Cold in the skin. Cold in the bones of the arm. Cold in the eyes. Cold in the ribs. Feet gone from feeling, from knowledge. There was pain only in odd places, centered in a heavy, aching
groin but otherwise intense in its asymmetricality, the finger of one hand, two knuckles on the other, a nostril's interior, a shrapnel-sized piece of jawbone, a small concentration in the kidney.

•   •   •

The hanging gardens of Babylon are believed to have been a magnificent and enormous quadrangle of lush foliage and flora, suspended atop stone columns, with trees rooted above the heads of men.

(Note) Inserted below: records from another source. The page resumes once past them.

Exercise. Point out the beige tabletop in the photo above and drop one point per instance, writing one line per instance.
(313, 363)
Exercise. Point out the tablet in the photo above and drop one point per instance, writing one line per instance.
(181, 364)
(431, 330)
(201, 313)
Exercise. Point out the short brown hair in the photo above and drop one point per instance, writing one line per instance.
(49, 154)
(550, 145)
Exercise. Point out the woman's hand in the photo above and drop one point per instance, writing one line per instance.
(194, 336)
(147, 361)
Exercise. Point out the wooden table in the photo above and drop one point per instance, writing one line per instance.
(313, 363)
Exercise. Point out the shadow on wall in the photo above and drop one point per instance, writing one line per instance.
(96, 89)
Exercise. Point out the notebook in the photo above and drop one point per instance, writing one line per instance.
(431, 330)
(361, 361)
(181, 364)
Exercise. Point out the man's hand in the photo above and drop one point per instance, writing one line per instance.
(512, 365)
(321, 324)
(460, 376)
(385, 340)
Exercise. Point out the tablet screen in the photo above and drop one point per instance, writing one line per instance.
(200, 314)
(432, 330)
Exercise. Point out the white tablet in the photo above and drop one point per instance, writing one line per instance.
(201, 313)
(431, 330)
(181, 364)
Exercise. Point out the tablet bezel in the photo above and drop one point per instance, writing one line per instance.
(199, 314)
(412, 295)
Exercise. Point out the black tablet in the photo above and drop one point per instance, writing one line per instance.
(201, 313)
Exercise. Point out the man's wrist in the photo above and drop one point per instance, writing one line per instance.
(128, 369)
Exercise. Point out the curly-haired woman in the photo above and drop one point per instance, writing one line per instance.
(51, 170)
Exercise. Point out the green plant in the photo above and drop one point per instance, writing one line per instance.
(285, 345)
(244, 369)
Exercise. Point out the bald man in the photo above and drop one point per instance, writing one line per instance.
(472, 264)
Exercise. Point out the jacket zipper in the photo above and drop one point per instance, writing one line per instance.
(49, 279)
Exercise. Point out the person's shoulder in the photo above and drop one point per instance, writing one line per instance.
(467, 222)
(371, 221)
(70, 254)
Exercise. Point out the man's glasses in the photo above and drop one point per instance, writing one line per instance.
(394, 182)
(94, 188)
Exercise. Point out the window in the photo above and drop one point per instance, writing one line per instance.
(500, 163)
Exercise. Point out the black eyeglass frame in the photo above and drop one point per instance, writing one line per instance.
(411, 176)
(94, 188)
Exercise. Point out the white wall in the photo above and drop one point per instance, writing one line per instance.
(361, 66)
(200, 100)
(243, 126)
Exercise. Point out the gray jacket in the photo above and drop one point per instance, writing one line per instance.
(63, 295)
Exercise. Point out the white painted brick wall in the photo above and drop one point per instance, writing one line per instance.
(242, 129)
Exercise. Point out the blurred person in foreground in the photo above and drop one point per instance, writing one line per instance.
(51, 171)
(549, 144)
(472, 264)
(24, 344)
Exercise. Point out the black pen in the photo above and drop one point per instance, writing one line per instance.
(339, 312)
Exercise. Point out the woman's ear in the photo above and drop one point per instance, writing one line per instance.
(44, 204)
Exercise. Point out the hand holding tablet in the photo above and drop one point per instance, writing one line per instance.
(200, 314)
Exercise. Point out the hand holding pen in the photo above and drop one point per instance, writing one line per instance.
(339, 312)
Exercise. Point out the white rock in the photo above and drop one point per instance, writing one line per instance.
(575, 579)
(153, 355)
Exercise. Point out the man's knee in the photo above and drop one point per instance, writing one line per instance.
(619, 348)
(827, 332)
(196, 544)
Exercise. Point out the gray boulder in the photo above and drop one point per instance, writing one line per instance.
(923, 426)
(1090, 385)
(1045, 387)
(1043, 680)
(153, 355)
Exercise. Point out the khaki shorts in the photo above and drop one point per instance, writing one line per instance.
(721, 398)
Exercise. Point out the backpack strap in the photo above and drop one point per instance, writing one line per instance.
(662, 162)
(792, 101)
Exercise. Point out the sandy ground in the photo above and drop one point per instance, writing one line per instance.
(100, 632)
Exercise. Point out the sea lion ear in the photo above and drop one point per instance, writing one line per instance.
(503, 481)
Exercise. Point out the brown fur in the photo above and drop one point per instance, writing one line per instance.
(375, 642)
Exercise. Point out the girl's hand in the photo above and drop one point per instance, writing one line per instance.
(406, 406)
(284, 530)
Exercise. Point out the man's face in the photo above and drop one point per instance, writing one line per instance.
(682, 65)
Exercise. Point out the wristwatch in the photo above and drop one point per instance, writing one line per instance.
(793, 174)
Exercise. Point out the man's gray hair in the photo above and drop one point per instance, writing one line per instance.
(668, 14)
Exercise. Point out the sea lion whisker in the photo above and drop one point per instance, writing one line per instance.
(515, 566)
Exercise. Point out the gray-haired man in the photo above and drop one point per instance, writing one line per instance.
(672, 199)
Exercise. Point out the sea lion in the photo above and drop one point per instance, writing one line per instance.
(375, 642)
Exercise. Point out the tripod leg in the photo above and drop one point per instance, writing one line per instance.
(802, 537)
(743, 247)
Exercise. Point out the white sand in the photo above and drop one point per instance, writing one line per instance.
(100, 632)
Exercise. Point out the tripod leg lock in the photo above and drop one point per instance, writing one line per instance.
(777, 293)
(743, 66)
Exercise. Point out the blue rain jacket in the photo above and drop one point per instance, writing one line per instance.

An homage to fecundity and water in an arid land, they were built in staggered terraces, arched vaults, and stairways. Their invisible irrigation system — an elaborate feat of human engineering hidden behind or under stone — revealed itself only in beautiful streams, water cascades and falls, permanently green grass, and the perfect smell of damp soil.

Sometimes we joked that our institute was the hanged garden of Leningrad. Unlike the
famed gardens of Babylon, ours was not planted. We were mere and wonderful potential.

•   •   •

Eleven thousand starved in November. More than fifty thousand died in December, when wood for coffins was long gone. Daily I heard the dynamite crack, loosening the terrible frozen earth to sneak in the sheet-wrapped corpses, tall and short but almost all bone thin, pulled in on sleds, abandoned at the cemeteries for group burial. Too many to name or count or care about. But I would not come to such an anonymous end, I told myself, even then as though looking back from a great distance of years.

•   •   •

In a small town near the Pacific Coast, Alena and I had walked the square, taken in a colonial church with an unusually fine and simple wooden altar, and purchased a fabulous melon from a stall on the street.

The melon was unlike any I had previously encountered, and I have seen only one since, on another trip to Central America. It was large and oblong like a watermelon but with a pale, ridged, almost-white rind that made it look more like a winter squash than a summer fruit.